Having fun with UNIX commands

Like all good programmers, I usually spend more time figuring out ways to save me time than it would actually take to do the task. It must be a programming thing; building tools to build tools and loathing menial tasks. Maybe it's some kind of programmer's syndrome? Anyway, I digress.

One of the things I love about UNIX (and UNIX based systems, so, Mac OS X) is that it's full of ways to speed up your processes. Take a simple example. I wanted to move a load of directories in Mercurial into a sub-directory. Now, I could do this manually:

$ hg mv README.txt third_party/blog/README.txt
$ hg mv LICENSE.txt third_party/blog/LICENSE.txt
$ hg mv libraries/ third_party/blog/libraries/
...

But that would be very boring, wouldn't it? Plus, how plebian it would be! I'm a programmer, there's no WAY I'm doing it manually. So, what's the quickest way to get that done? Let's think about what we actually want to achieve, and try to map this to commands. 
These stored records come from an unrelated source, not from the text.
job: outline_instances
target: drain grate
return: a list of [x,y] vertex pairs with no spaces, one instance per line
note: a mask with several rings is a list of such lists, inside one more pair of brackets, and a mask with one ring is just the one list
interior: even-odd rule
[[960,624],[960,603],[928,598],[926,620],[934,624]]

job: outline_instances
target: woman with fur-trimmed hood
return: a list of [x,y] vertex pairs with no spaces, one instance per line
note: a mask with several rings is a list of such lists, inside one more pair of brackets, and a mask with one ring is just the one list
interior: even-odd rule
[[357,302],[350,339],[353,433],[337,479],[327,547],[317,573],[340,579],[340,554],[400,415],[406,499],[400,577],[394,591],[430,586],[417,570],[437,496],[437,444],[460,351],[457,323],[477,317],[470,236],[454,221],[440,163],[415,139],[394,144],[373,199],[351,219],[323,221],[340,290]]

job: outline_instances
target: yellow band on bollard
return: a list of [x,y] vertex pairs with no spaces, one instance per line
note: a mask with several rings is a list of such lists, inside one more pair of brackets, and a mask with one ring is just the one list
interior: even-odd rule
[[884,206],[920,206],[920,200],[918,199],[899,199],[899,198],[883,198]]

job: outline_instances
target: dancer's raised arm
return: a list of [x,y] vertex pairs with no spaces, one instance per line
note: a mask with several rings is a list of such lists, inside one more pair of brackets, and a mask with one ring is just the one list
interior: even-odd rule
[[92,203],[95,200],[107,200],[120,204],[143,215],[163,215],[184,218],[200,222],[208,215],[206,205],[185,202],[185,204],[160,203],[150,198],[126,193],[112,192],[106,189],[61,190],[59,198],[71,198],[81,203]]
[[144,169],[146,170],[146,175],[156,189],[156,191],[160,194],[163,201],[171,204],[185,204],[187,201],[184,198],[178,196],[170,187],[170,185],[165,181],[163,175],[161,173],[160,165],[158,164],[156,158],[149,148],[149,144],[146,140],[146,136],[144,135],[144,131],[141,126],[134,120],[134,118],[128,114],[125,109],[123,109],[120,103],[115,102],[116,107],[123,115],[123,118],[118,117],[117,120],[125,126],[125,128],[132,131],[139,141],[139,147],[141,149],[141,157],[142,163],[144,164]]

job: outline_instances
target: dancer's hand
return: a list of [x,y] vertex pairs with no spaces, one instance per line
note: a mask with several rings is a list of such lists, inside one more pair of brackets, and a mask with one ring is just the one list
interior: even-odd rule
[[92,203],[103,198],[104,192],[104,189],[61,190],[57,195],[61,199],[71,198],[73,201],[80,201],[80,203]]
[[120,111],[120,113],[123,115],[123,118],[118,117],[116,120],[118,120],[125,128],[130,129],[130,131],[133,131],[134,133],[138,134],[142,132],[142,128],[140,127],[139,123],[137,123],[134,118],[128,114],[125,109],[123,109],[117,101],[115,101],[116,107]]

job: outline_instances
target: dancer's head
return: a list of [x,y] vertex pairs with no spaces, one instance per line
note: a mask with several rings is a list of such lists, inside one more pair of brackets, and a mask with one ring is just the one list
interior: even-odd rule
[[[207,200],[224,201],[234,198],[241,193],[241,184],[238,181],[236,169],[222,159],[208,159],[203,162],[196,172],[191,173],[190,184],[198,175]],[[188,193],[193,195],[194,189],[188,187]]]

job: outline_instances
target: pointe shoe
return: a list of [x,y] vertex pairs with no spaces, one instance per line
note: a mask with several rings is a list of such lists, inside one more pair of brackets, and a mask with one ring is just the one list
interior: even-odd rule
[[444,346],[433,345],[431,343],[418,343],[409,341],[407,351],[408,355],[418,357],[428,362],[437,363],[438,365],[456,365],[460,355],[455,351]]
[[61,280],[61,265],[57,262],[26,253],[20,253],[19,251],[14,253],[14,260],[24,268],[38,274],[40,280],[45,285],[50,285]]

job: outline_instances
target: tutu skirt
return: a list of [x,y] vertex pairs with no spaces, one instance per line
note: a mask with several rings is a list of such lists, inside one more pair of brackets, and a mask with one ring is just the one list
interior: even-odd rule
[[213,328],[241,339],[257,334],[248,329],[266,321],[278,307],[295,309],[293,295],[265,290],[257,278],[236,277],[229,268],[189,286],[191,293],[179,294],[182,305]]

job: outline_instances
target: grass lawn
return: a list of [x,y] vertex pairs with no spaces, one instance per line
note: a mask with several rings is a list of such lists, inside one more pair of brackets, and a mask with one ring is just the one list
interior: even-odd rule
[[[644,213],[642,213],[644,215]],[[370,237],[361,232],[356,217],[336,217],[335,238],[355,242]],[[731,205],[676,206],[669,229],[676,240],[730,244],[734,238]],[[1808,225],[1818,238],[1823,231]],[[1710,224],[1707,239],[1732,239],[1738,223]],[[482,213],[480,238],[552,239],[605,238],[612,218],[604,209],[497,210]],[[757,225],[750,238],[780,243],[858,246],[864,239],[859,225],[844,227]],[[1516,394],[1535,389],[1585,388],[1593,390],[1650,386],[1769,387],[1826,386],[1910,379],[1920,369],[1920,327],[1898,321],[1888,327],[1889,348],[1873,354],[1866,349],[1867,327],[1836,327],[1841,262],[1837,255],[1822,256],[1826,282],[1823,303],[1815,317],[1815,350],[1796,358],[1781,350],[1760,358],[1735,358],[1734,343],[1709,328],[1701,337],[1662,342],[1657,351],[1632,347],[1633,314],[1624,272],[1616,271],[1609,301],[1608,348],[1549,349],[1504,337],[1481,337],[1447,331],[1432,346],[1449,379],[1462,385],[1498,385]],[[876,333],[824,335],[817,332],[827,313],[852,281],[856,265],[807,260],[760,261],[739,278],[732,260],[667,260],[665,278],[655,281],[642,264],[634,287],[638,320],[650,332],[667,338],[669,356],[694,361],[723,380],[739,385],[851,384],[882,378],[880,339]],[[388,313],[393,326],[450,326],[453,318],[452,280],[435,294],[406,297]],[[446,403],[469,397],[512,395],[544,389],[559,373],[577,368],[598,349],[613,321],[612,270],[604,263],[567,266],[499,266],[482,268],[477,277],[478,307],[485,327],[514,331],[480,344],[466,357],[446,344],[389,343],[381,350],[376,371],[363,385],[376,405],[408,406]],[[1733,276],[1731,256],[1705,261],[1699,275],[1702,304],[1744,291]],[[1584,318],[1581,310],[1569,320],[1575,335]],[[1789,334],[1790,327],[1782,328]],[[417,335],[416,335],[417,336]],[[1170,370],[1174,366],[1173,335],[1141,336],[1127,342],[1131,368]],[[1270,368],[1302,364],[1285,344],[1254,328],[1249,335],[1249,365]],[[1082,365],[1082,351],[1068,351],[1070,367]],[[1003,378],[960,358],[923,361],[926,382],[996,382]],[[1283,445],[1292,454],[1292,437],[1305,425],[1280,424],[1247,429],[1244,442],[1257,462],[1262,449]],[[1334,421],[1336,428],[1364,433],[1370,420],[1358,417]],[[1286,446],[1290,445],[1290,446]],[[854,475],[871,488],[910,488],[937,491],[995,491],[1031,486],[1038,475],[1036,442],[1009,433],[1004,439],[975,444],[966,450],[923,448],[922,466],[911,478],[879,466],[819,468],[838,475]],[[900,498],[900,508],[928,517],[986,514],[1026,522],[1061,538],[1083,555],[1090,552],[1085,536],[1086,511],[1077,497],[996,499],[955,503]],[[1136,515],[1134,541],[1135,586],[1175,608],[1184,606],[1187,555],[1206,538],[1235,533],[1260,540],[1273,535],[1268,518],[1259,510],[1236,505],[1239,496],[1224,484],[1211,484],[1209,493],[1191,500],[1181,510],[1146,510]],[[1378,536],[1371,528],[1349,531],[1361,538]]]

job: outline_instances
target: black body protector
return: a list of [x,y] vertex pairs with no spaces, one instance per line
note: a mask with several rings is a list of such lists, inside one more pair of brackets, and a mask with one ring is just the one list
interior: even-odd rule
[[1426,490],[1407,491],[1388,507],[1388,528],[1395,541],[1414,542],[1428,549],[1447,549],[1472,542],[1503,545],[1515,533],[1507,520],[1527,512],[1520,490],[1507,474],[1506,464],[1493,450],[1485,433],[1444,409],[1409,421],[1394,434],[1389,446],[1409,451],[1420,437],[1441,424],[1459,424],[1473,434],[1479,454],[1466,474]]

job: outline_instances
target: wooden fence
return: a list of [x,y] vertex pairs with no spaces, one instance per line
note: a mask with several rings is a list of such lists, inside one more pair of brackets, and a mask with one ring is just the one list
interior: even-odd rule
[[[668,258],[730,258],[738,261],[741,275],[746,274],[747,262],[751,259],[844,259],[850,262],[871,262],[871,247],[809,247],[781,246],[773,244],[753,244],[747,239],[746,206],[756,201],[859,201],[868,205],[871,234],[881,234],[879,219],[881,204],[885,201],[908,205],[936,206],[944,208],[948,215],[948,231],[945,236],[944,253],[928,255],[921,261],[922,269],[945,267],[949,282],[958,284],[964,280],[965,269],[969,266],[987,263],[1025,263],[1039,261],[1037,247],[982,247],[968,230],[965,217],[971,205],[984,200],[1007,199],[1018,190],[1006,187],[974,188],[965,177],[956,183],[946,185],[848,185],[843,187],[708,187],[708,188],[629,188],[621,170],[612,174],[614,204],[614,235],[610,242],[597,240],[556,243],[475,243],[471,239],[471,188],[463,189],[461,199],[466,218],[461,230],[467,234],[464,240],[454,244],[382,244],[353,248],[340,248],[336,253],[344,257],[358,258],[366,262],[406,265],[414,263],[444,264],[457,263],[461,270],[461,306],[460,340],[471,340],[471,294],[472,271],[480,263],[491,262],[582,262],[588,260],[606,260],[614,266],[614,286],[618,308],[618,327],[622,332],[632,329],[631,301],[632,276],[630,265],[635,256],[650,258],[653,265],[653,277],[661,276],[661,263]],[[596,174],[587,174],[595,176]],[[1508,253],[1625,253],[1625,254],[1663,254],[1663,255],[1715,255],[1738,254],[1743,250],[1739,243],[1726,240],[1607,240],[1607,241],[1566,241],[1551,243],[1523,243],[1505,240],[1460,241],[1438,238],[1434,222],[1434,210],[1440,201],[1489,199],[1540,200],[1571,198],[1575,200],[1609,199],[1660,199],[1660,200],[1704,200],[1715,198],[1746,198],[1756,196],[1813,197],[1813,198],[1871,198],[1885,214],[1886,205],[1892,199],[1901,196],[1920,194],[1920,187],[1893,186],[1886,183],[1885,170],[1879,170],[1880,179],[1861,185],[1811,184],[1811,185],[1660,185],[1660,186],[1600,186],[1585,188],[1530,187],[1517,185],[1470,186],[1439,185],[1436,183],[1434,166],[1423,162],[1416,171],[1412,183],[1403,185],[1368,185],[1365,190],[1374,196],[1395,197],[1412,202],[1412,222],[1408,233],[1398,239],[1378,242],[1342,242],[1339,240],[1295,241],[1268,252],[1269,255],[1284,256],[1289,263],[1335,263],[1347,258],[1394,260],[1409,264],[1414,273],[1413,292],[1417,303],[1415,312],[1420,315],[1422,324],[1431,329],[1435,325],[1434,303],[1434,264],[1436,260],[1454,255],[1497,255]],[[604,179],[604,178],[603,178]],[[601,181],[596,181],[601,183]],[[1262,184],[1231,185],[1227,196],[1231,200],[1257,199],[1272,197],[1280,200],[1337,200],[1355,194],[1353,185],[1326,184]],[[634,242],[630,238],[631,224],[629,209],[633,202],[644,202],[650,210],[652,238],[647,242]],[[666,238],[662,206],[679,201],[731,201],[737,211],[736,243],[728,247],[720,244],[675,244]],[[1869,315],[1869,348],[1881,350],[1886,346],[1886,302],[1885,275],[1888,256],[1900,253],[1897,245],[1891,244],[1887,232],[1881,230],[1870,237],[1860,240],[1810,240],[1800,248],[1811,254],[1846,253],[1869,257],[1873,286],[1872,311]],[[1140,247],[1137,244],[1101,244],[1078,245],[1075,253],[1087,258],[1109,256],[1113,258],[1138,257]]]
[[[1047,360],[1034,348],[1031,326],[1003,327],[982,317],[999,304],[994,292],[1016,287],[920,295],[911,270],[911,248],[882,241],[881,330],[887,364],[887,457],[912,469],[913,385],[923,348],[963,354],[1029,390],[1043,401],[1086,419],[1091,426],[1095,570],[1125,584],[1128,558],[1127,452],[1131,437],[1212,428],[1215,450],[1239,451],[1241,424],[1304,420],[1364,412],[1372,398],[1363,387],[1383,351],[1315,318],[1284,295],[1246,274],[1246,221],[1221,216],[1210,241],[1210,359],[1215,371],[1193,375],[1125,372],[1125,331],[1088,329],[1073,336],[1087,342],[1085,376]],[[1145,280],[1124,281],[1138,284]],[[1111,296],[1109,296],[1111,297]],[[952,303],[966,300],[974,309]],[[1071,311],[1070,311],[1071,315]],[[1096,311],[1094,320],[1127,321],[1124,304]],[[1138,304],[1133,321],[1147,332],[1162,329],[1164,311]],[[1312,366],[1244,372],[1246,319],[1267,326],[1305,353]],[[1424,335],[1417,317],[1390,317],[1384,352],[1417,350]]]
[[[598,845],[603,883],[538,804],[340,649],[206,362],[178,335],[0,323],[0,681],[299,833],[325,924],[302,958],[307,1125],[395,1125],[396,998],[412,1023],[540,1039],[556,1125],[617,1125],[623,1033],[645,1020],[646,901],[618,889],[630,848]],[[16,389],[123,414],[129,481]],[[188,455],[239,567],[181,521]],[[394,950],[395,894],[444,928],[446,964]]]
  1. Get a list of the files in the directory
  2. Remove all the files we do not wish to move - as well as the file we're copying everything into, so, third_party/blog - from that list.
  3. Stop tracking them in the current directory
  4. Copy them to the new directory
  5. Add them again

We can actually pretty easily map each of these desires into UNIX shell commands:

  1. ls
  2. grep
  3. hg forget
  4. cp
  5. hg add

If any of these commands are unfamiliar, they essentially do what they say on the tin, with the exception of grep, which I'll explain in a second. We'll have to pipe these into each other in order to make it a swell, one-step process. Here's my first attempt:

$ ls | grep !^third_ | hg forget | cp . third_party/blog | hg add .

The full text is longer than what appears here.